Em outras palavras, é natural que o empresário que tenha sofrido bloqueio (por exemplo) em sua conta corrente de determinado montante (necessário para continuidade de sua atividade) se sinta premido pelas circunstâncias a realizar o parcelamento na condição oferecida pelo Fisco com o objetivo único de ver seus recursos desbloqueados o quanto antes e assim poder continuar suas atividades.

Por outro lado, podemos considerar também que, em virtude da boa-fé do contribuinte, este não considera inicialmente (muito menos no momento “redentor” da realização do parcelamento) que o Estado está lhe exigindo montante indevido ou prescrito, por exemplo.

Porém, vamos considerar a hipótese deste contribuinte descobrir que, no meio do montante confessado existe multa em valor significativo e acrescido de juros; também que esta multa é indevida, abusiva (por não ter amparo legal) e passível de anulação no Judiciário; que confessou ser devedor de exação há muito prescrita; que confessou ser devedor de tributo do qual jamais fora contribuinte; que confessou tributo pago (de posse do comprovante) ou que não praticou o fato gerador da exigência confessada. Lembrando que esse contribuinte renunciou a direito/confessou dívida inexistente apenas para se livrar da privação em seu patrimônio que está a lhe fazer falta na consecução de suas atividades?

Tais considerações são feitas porque, quando começa o procedimento judicial, muitas vezes não se possui o conteúdo do procedimento administrativo que ensejou a exigência, com seus fundamentos e razões, com o detalhamento dos dispositivos invocados pela fiscalização e dos meandros do lançamento.

Assim, é possível que o sujeito passivo que não tenha assessoria tributária especializada (o que é comum, tendo em vista o custo elevado na contratação destes profissionais), sofra de relativa desorganização administrativa e que saiba somente “que está sendo cobrado por alguma coisa que deixou de pagar” e por derradeiro, forçado pelas necessidades sempre presentes na vida dos empresários/contribuintes (como as mencionadas anteriormente), opte, para resolver seu problema imediatamente, por realizar o parcelamento sem discutir judicialmente a exigência.

Pronto, feita está a renúncia/confissão referente à exigência que viola o princípio da verdade material; que não possui amparo legal (que lhe dá validade) ou inexigível (pela prescrição, por exemplo).

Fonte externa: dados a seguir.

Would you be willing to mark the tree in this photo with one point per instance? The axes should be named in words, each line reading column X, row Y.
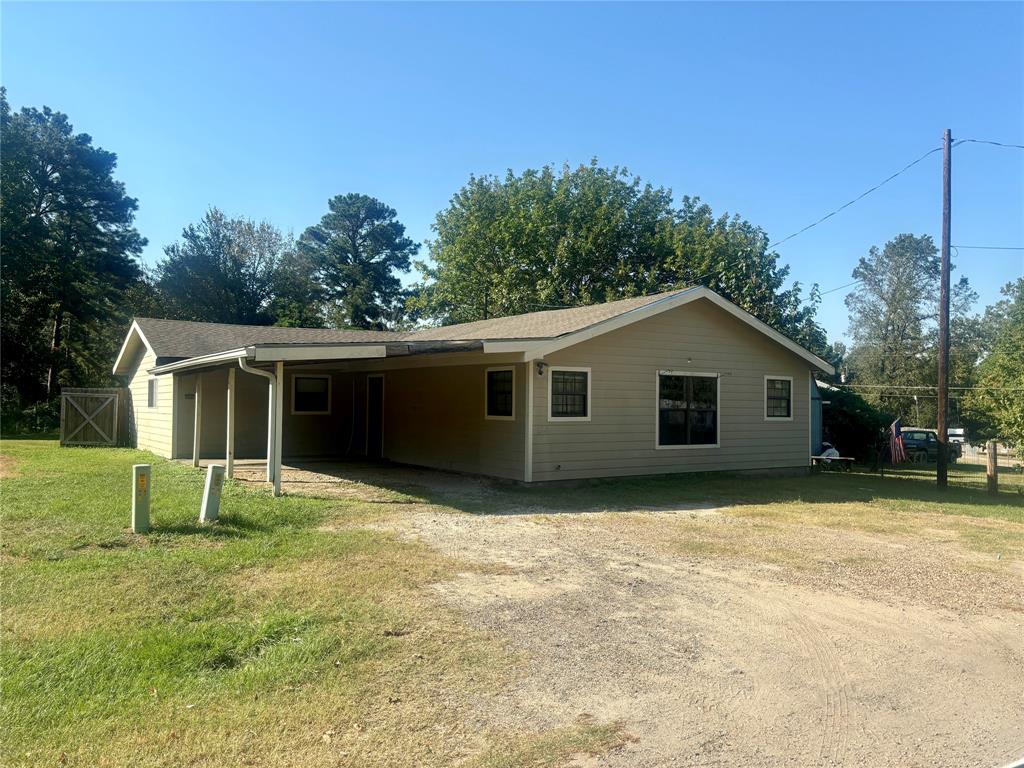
column 893, row 325
column 223, row 270
column 298, row 297
column 997, row 400
column 356, row 250
column 68, row 254
column 589, row 235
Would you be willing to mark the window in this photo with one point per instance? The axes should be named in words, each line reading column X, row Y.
column 778, row 397
column 568, row 394
column 500, row 390
column 310, row 394
column 687, row 409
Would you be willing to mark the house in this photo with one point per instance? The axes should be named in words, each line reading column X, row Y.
column 676, row 382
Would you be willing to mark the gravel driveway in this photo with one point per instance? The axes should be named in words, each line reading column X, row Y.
column 850, row 649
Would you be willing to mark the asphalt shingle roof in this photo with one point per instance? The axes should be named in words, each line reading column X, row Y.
column 187, row 339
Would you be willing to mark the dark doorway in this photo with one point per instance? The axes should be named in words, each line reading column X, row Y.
column 375, row 417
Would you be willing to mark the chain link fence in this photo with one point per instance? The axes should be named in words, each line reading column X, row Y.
column 970, row 470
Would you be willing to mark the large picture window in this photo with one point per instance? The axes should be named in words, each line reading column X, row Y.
column 778, row 397
column 311, row 394
column 687, row 409
column 568, row 394
column 500, row 393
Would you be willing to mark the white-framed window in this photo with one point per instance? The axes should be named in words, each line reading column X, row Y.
column 778, row 397
column 686, row 410
column 310, row 394
column 499, row 393
column 568, row 393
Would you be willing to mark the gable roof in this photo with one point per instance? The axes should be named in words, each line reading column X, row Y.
column 535, row 333
column 544, row 325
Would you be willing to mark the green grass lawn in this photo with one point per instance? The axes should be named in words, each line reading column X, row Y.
column 271, row 638
column 291, row 633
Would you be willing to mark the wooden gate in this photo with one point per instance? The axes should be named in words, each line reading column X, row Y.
column 90, row 417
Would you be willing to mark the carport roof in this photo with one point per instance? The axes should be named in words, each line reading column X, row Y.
column 179, row 339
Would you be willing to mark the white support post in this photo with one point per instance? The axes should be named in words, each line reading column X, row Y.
column 271, row 399
column 279, row 408
column 230, row 424
column 527, row 470
column 209, row 511
column 199, row 419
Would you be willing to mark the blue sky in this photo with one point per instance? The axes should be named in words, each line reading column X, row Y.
column 777, row 112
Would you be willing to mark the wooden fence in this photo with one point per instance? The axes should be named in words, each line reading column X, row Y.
column 94, row 417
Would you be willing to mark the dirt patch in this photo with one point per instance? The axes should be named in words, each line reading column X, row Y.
column 768, row 645
column 8, row 467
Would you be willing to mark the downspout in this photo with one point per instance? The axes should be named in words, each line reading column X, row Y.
column 271, row 470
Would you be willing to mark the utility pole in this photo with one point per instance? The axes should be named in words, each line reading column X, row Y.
column 941, row 468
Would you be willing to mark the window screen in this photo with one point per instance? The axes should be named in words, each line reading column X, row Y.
column 779, row 398
column 568, row 394
column 310, row 394
column 500, row 393
column 687, row 410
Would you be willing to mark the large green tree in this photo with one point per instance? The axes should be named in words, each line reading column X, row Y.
column 357, row 249
column 580, row 236
column 223, row 270
column 996, row 404
column 893, row 326
column 68, row 254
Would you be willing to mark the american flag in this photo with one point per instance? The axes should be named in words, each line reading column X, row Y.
column 896, row 452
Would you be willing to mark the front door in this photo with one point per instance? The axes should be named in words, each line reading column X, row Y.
column 375, row 417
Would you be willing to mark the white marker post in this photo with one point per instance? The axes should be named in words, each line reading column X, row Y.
column 210, row 511
column 140, row 475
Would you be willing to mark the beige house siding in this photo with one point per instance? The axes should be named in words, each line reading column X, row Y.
column 620, row 438
column 434, row 417
column 250, row 415
column 152, row 428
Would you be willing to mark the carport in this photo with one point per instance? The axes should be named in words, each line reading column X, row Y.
column 411, row 403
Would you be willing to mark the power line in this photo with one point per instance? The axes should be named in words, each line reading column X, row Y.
column 987, row 141
column 991, row 248
column 858, row 198
column 923, row 386
column 834, row 290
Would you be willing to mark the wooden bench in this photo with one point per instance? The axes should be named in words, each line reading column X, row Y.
column 844, row 463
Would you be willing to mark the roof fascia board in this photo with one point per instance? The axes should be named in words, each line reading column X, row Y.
column 124, row 345
column 541, row 349
column 200, row 361
column 523, row 346
column 260, row 353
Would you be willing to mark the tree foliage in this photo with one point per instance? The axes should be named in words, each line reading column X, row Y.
column 68, row 256
column 545, row 239
column 997, row 402
column 356, row 249
column 223, row 270
column 894, row 328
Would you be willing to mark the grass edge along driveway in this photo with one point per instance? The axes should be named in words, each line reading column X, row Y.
column 268, row 639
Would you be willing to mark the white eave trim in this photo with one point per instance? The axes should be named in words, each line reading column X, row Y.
column 200, row 361
column 265, row 353
column 535, row 349
column 275, row 353
column 124, row 346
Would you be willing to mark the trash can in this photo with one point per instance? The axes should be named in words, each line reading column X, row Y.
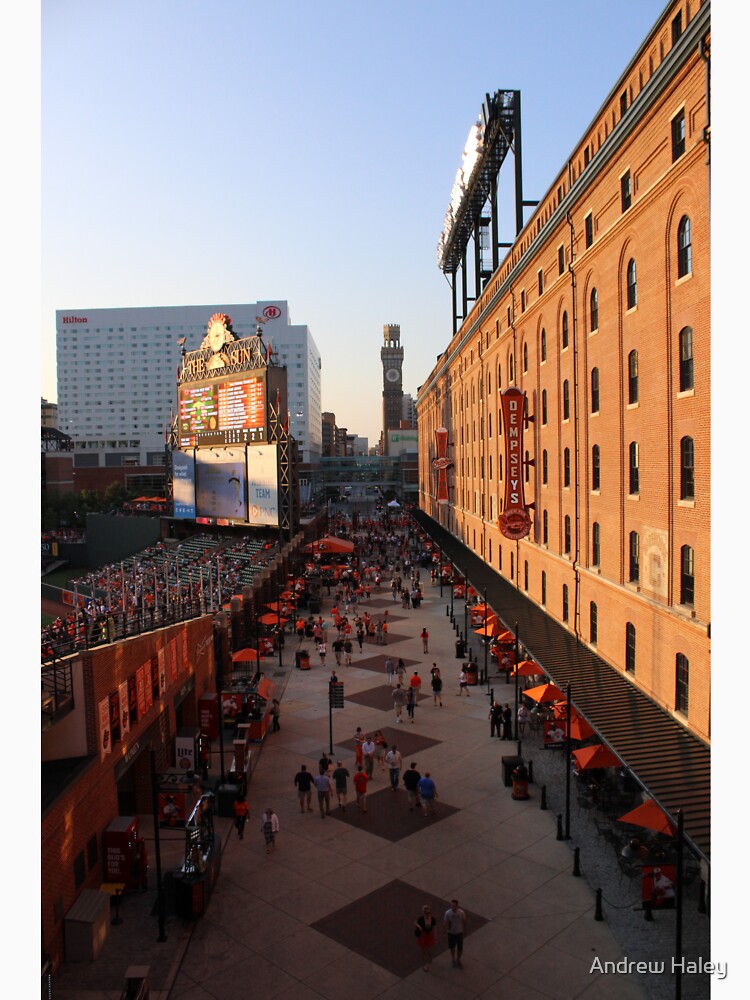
column 509, row 766
column 520, row 782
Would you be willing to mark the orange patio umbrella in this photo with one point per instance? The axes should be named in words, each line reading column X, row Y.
column 527, row 668
column 650, row 817
column 545, row 692
column 245, row 655
column 598, row 756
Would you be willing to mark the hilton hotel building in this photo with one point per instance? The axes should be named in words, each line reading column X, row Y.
column 117, row 377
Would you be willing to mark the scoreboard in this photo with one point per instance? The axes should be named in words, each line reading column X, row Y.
column 228, row 411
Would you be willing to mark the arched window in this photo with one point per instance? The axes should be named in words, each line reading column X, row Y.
column 687, row 576
column 682, row 678
column 634, row 477
column 596, row 542
column 593, row 624
column 686, row 359
column 684, row 248
column 630, row 648
column 594, row 390
column 687, row 469
column 633, row 377
column 634, row 561
column 593, row 310
column 632, row 285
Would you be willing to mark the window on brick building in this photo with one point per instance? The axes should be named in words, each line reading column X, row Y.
column 633, row 377
column 682, row 680
column 678, row 135
column 596, row 542
column 687, row 469
column 630, row 648
column 594, row 390
column 687, row 576
column 634, row 557
column 626, row 192
column 632, row 283
column 684, row 248
column 633, row 470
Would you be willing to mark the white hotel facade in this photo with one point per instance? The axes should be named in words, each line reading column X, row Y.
column 117, row 376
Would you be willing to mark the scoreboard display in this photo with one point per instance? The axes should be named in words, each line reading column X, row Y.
column 229, row 411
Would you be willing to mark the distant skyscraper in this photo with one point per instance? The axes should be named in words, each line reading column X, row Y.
column 117, row 375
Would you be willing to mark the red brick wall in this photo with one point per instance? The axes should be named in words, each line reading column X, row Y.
column 86, row 807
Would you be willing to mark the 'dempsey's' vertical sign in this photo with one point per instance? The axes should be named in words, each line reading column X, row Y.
column 441, row 464
column 515, row 521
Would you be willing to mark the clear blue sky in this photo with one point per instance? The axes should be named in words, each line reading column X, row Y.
column 235, row 151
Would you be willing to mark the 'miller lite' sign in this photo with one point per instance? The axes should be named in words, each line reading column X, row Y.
column 514, row 522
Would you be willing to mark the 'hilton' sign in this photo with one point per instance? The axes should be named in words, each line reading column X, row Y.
column 515, row 521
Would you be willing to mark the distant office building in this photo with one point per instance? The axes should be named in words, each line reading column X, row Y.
column 117, row 376
column 49, row 414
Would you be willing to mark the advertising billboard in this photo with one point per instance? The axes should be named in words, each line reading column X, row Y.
column 224, row 411
column 220, row 488
column 263, row 485
column 183, row 483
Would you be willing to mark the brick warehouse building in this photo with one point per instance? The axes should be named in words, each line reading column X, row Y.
column 84, row 785
column 600, row 312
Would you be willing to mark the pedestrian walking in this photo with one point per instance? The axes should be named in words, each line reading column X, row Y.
column 360, row 788
column 427, row 793
column 437, row 687
column 523, row 718
column 393, row 760
column 399, row 700
column 496, row 719
column 303, row 781
column 323, row 786
column 269, row 824
column 275, row 712
column 411, row 780
column 425, row 930
column 368, row 755
column 411, row 702
column 389, row 670
column 454, row 922
column 339, row 776
column 241, row 812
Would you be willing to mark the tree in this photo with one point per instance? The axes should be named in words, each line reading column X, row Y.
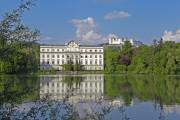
column 18, row 48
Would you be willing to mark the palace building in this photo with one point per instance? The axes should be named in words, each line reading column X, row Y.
column 55, row 56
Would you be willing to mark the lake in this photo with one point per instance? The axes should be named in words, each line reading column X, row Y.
column 89, row 97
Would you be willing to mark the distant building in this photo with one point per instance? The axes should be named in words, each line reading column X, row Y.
column 55, row 56
column 116, row 41
column 169, row 36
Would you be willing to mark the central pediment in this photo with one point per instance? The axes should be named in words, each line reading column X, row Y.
column 72, row 44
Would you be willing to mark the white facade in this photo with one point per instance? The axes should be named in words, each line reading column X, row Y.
column 115, row 40
column 54, row 56
column 169, row 36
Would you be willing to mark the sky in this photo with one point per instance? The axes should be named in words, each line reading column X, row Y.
column 93, row 21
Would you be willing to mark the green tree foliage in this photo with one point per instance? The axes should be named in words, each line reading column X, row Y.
column 159, row 58
column 19, row 51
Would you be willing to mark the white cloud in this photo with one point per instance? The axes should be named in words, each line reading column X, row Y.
column 117, row 15
column 86, row 29
column 169, row 36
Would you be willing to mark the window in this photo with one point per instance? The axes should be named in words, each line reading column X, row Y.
column 90, row 62
column 100, row 62
column 43, row 62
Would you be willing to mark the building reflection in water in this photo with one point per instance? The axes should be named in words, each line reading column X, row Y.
column 72, row 88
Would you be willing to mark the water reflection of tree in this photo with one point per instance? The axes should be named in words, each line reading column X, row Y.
column 16, row 89
column 161, row 89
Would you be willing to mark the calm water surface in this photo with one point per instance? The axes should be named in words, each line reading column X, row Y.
column 89, row 97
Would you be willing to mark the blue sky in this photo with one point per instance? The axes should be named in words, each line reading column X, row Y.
column 93, row 20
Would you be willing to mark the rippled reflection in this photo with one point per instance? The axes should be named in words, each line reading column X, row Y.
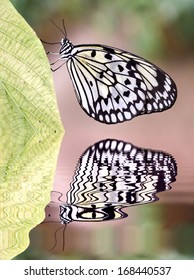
column 111, row 175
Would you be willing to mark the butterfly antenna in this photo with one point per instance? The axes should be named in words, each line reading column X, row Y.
column 64, row 27
column 62, row 31
column 50, row 43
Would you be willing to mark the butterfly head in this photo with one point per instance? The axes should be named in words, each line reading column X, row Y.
column 66, row 48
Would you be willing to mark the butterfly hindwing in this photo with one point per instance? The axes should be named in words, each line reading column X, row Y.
column 113, row 85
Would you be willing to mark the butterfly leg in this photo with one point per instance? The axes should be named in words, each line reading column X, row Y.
column 53, row 70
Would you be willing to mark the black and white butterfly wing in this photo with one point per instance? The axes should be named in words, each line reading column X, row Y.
column 113, row 85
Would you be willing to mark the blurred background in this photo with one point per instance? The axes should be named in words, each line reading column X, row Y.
column 162, row 32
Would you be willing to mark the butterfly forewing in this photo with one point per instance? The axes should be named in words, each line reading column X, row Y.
column 113, row 85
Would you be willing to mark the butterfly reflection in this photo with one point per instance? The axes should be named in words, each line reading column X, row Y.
column 111, row 175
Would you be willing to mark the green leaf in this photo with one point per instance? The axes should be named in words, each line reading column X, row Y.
column 27, row 93
column 30, row 131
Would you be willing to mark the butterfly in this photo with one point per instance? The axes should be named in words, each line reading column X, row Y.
column 111, row 175
column 113, row 85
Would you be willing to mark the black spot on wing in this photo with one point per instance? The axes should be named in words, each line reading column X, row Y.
column 108, row 56
column 120, row 68
column 127, row 82
column 93, row 53
column 109, row 50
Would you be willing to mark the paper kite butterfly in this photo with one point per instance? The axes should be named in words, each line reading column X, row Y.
column 113, row 85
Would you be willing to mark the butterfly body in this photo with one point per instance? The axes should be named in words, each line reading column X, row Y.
column 113, row 85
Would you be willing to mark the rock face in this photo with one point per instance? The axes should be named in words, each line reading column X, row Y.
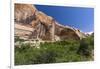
column 31, row 23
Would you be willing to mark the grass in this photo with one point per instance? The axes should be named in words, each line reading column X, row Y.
column 57, row 52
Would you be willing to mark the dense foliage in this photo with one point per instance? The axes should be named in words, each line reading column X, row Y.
column 56, row 52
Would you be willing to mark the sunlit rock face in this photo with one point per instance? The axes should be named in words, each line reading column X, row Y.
column 31, row 23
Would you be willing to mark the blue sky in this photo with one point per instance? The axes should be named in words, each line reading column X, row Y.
column 78, row 17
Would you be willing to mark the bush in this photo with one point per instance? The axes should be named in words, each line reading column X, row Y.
column 56, row 52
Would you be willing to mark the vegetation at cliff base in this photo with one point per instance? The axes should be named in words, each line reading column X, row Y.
column 56, row 52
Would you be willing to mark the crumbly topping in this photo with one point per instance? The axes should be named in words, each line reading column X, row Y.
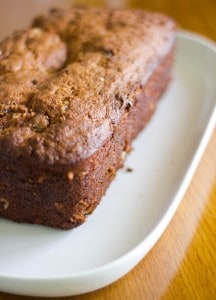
column 66, row 82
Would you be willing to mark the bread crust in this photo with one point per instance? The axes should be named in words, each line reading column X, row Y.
column 74, row 93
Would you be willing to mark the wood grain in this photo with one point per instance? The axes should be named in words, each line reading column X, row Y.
column 182, row 265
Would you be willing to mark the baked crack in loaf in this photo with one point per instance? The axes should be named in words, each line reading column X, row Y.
column 75, row 89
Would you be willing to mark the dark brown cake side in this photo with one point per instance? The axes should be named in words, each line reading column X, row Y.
column 67, row 121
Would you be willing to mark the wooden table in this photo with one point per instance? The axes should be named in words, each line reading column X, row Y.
column 182, row 265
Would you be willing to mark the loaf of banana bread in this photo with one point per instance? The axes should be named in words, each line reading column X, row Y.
column 75, row 89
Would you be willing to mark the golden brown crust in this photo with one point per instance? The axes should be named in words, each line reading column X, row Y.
column 70, row 105
column 83, row 96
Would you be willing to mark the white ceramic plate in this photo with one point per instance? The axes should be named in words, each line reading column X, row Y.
column 40, row 261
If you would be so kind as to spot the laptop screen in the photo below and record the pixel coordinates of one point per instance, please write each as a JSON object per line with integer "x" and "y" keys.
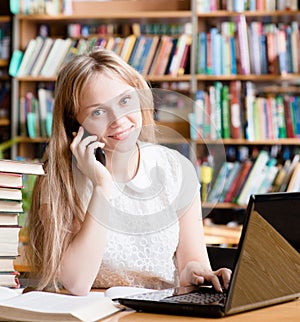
{"x": 282, "y": 211}
{"x": 267, "y": 268}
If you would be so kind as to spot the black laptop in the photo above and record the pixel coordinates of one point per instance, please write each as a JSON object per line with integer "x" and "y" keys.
{"x": 266, "y": 269}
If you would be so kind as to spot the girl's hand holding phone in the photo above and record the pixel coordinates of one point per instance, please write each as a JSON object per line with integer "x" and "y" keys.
{"x": 83, "y": 148}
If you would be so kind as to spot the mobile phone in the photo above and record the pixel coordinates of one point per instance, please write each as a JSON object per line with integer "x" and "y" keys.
{"x": 99, "y": 153}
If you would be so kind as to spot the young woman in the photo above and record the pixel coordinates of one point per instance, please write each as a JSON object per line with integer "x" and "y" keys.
{"x": 135, "y": 220}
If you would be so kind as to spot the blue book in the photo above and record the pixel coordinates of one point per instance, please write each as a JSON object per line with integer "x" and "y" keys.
{"x": 134, "y": 50}
{"x": 263, "y": 51}
{"x": 233, "y": 56}
{"x": 202, "y": 53}
{"x": 214, "y": 53}
{"x": 296, "y": 107}
{"x": 140, "y": 66}
{"x": 289, "y": 59}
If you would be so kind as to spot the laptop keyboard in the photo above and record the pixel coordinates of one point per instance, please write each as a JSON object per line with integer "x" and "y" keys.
{"x": 196, "y": 298}
{"x": 192, "y": 297}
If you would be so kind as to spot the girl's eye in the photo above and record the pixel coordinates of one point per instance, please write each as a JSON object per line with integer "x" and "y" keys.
{"x": 125, "y": 100}
{"x": 98, "y": 112}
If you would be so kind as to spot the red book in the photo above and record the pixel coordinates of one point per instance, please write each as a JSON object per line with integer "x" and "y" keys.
{"x": 288, "y": 117}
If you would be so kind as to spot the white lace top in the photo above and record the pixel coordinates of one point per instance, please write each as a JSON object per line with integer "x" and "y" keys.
{"x": 143, "y": 227}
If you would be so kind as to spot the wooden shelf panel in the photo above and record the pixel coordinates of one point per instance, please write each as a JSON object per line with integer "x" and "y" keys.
{"x": 4, "y": 122}
{"x": 291, "y": 141}
{"x": 250, "y": 77}
{"x": 166, "y": 15}
{"x": 248, "y": 13}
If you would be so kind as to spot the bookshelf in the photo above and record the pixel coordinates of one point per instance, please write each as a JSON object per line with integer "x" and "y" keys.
{"x": 120, "y": 16}
{"x": 278, "y": 79}
{"x": 124, "y": 15}
{"x": 5, "y": 80}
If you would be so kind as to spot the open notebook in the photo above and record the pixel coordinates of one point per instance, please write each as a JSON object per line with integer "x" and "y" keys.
{"x": 266, "y": 269}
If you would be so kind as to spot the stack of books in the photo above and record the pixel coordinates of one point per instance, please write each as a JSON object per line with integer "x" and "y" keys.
{"x": 11, "y": 184}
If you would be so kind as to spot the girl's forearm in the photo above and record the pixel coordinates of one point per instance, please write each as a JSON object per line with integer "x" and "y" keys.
{"x": 81, "y": 262}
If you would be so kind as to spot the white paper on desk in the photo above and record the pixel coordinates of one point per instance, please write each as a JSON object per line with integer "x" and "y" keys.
{"x": 122, "y": 291}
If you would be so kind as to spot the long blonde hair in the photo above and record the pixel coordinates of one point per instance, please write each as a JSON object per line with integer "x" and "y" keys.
{"x": 55, "y": 204}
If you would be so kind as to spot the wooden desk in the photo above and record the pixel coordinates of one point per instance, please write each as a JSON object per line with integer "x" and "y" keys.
{"x": 286, "y": 312}
{"x": 214, "y": 235}
{"x": 222, "y": 234}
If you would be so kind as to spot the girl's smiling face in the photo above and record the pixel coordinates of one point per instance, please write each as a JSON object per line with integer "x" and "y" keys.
{"x": 110, "y": 109}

Feitas estas considerações e caminhando para uma conclusão, resta ainda abordar um último aspecto relevante a ser considerado.

Do direito de petição - Vejamos a hipótese de existirem no crédito tributário confessado (com renúncia ao direito de discutir o débito para o fim do parcelamento) vícios ou nulidades que autorizam o exercício do direito de petição ao Judiciário. Diante deste quadro, em nosso entender, assegurado está o acesso ao Judiciário, sob pena de, a se entender de maneira diversa, apresentar óbice ao direito de petição, que possui abrigo constitucional.[1]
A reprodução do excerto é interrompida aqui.